How to Fix Change Control – Understanding DevOps’ Secret Weapon
by Bob Aiello with Dovid Aiello
In many organizations, Change Control is badly broken. Very often, change control only focuses on the calendar and fails to realize its true potential of ensuring that changes can be delivered as frequently as necessary in a secure and reliable way. In our consulting practice, we hear many complaints of boring two-hour meetings where nothing seems to actually get done. Change control is often perceived as being little more than a rubber stamp and, as one esteemed colleague famously claimed publicly, that the purpose of change control was to “prevent change”. We disagree and believe that change control can be a valuable function that helps identify and mitigate technical risk. That said, very few organizations have effective change control practices. Here’s how to fix change control in your company and realize the benefits of DevOps’s secret weapon.
We have previously written about the dysfunction that often resides in the operations organization. This dysfunction often involves change control. The poorly-managed change control function wastes time, but that is only the tip of the “dysfunctional” iceberg. Far more serious is the missed opportunity to identify and mitigate serious technical risks. This failure often results in incidents and problems – often at a loss to the company, both in terms of profitability, as well as reputation. The bigger problem is the missed opportunity to be able to roll out changes faster and thus enabling secure and reliable systems, not to mention, delivering business functionality.
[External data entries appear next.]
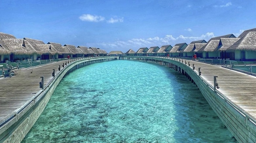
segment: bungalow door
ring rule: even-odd
[[[241,51],[241,61],[245,61],[245,51]]]

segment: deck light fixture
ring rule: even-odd
[[[216,88],[220,88],[220,87],[219,86],[219,84],[217,81],[217,79],[216,77],[218,77],[218,76],[213,76],[213,83],[214,83],[214,90],[216,90]]]

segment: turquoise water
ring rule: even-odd
[[[185,76],[119,60],[64,78],[22,142],[236,141]]]

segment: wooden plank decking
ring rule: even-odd
[[[15,76],[0,78],[0,121],[22,106],[40,91],[40,76],[44,76],[44,85],[46,85],[53,78],[53,69],[55,69],[55,73],[57,73],[59,65],[62,69],[62,63],[67,61],[19,69],[16,71],[17,75]]]
[[[191,60],[187,60],[187,62],[189,61],[191,66],[195,64],[197,72],[198,67],[201,68],[202,77],[212,86],[213,76],[218,76],[217,80],[220,88],[218,90],[256,120],[256,77],[218,66]],[[65,61],[19,69],[14,76],[0,78],[0,120],[20,107],[39,91],[40,76],[44,76],[46,85],[52,78],[52,69],[55,69],[55,72],[58,72],[58,65]]]

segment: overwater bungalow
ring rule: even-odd
[[[158,46],[151,47],[149,48],[148,50],[146,53],[148,56],[156,56],[157,52],[159,50],[160,48]]]
[[[230,59],[256,61],[256,32],[247,31],[242,34],[243,36],[227,49],[227,51],[233,53]]]
[[[113,51],[109,52],[108,54],[110,56],[123,56],[124,55],[123,53],[120,51]]]
[[[69,56],[70,57],[73,57],[73,55],[75,55],[75,53],[73,52],[67,46],[62,46],[61,48],[63,51],[63,58],[67,58],[68,56]]]
[[[170,45],[162,46],[159,50],[157,52],[157,56],[167,56],[167,52],[172,48],[172,46]]]
[[[36,51],[40,52],[40,53],[37,53],[37,54],[34,55],[34,60],[39,59],[49,59],[58,58],[58,52],[54,49],[53,46],[51,46],[50,45],[46,44],[40,40],[26,38],[24,38],[23,39],[27,40]]]
[[[38,44],[37,46],[40,49],[40,51],[43,52],[41,55],[40,59],[47,60],[58,58],[57,52],[51,45],[42,44]],[[39,58],[37,59],[39,59]]]
[[[51,45],[52,49],[53,47],[54,50],[57,52],[57,53],[58,54],[58,56],[56,56],[56,58],[64,58],[63,54],[64,54],[64,51],[60,44],[53,42],[48,42],[47,44]]]
[[[91,56],[92,53],[89,53],[89,51],[88,50],[88,48],[87,48],[87,47],[79,46],[77,47],[77,48],[79,48],[81,49],[84,52],[84,57],[87,57],[88,56]]]
[[[0,63],[5,62],[5,60],[8,60],[8,58],[5,58],[5,56],[10,57],[11,52],[6,48],[5,45],[0,39]]]
[[[233,34],[228,34],[211,38],[207,43],[197,52],[198,57],[204,58],[218,58],[218,53],[214,50],[219,46],[221,38],[236,38]]]
[[[192,57],[194,55],[197,55],[197,51],[204,46],[206,43],[204,40],[192,41],[181,51],[181,53],[183,53],[183,57]]]
[[[26,40],[23,39],[1,40],[6,49],[10,51],[10,55],[4,55],[4,60],[14,62],[17,60],[36,59],[37,54],[42,53],[36,50]]]
[[[77,53],[75,54],[76,57],[83,57],[84,56],[84,52],[80,48],[76,48],[75,49],[77,51]]]
[[[187,44],[186,43],[182,43],[176,44],[167,53],[170,54],[170,56],[183,56],[183,54],[180,53],[180,52],[182,51],[187,46]]]
[[[97,48],[90,47],[89,48],[89,49],[90,49],[93,50],[93,53],[94,54],[94,56],[103,56],[103,53],[101,53],[100,51],[98,50],[98,49]]]
[[[0,32],[0,39],[16,39],[16,38],[12,35]]]
[[[135,53],[135,56],[147,56],[146,53],[148,51],[148,48],[147,47],[140,48]]]
[[[218,58],[222,59],[230,58],[234,55],[233,52],[227,52],[226,50],[229,47],[233,44],[240,39],[240,38],[221,38],[219,45],[214,51],[218,53]]]
[[[77,51],[76,51],[76,49],[75,46],[74,45],[65,44],[64,47],[67,47],[68,48],[70,51],[71,52],[72,55],[70,55],[71,56],[71,57],[76,57],[76,54],[77,53]]]
[[[107,55],[108,55],[108,53],[105,50],[101,49],[99,48],[98,48],[97,49],[98,50],[100,50],[102,52],[102,53],[103,53],[103,56],[106,56]]]
[[[127,56],[134,56],[135,54],[135,52],[131,49],[128,50],[128,51],[126,52],[126,53],[125,53],[125,54],[126,54]]]

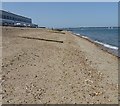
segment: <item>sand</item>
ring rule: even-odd
[[[118,104],[118,58],[67,31],[2,28],[3,104]]]

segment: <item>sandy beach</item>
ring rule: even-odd
[[[3,104],[118,104],[118,58],[67,31],[2,28]]]

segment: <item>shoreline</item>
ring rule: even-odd
[[[68,31],[68,32],[72,33],[73,35],[75,35],[77,37],[85,39],[85,40],[95,44],[96,46],[98,46],[101,50],[103,50],[103,51],[105,51],[105,52],[107,52],[109,54],[112,54],[113,56],[116,56],[116,57],[120,58],[120,55],[118,53],[118,49],[112,49],[112,48],[106,47],[104,45],[108,45],[108,44],[104,44],[102,42],[98,42],[98,41],[92,40],[91,38],[86,37],[85,35],[73,33],[72,31]]]
[[[3,104],[118,104],[118,59],[92,42],[14,27],[2,42]]]

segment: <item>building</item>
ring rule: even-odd
[[[32,23],[31,18],[27,18],[4,10],[0,10],[0,25],[19,27],[38,27],[38,25]]]

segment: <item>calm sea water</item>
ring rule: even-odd
[[[88,37],[106,47],[118,49],[118,28],[107,27],[83,27],[83,28],[69,28],[77,35]],[[120,42],[119,42],[120,43]]]

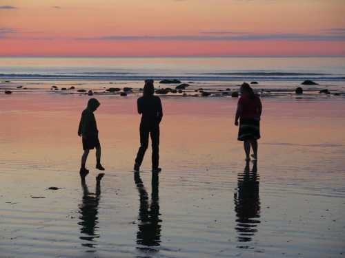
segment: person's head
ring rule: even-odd
[[[93,112],[100,105],[101,103],[96,98],[90,98],[88,102],[88,109]]]
[[[153,80],[145,80],[143,95],[148,97],[152,96],[154,93],[155,87],[153,87]]]
[[[243,83],[241,85],[241,95],[248,96],[250,98],[254,98],[255,94],[252,87],[247,83]]]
When change control fails, most senior managers declare that they are going to stop allowing changes – which is actually the worst thing that you can decide to do. Slowing down changes almost always means that you are going to bunch together many changes and allow change windows less frequently, such as on a bimonthly basis. When we help teams fix their change control, the first thing we push for is making more frequent changes, but keeping them to very tiny changes. The typical cadence that we find that works well is most often moving from bimonthly change windows to twice weekly – ideally during the week. There is something magical about moving from bimonthly to twice a week that often eliminates much of the noise and frustration.
One important approach is to identify which changes are routine and low-risk, categorizing them as “pre-approved” or standard changes. Changing a toner cartridge on a printer is a good example, as it is a task that has been done many times before. Communication that the printer will be down for this activity is important, but it does not require a discussion during the change control meeting. Standard changes should be, ideally, fully automated and if you are using the ITIL framework, listed in your [1] service catalogue. Getting all of the easy changes pre-approved means that your change control meeting can now focus on the changes which actually require some analysis of technical risk.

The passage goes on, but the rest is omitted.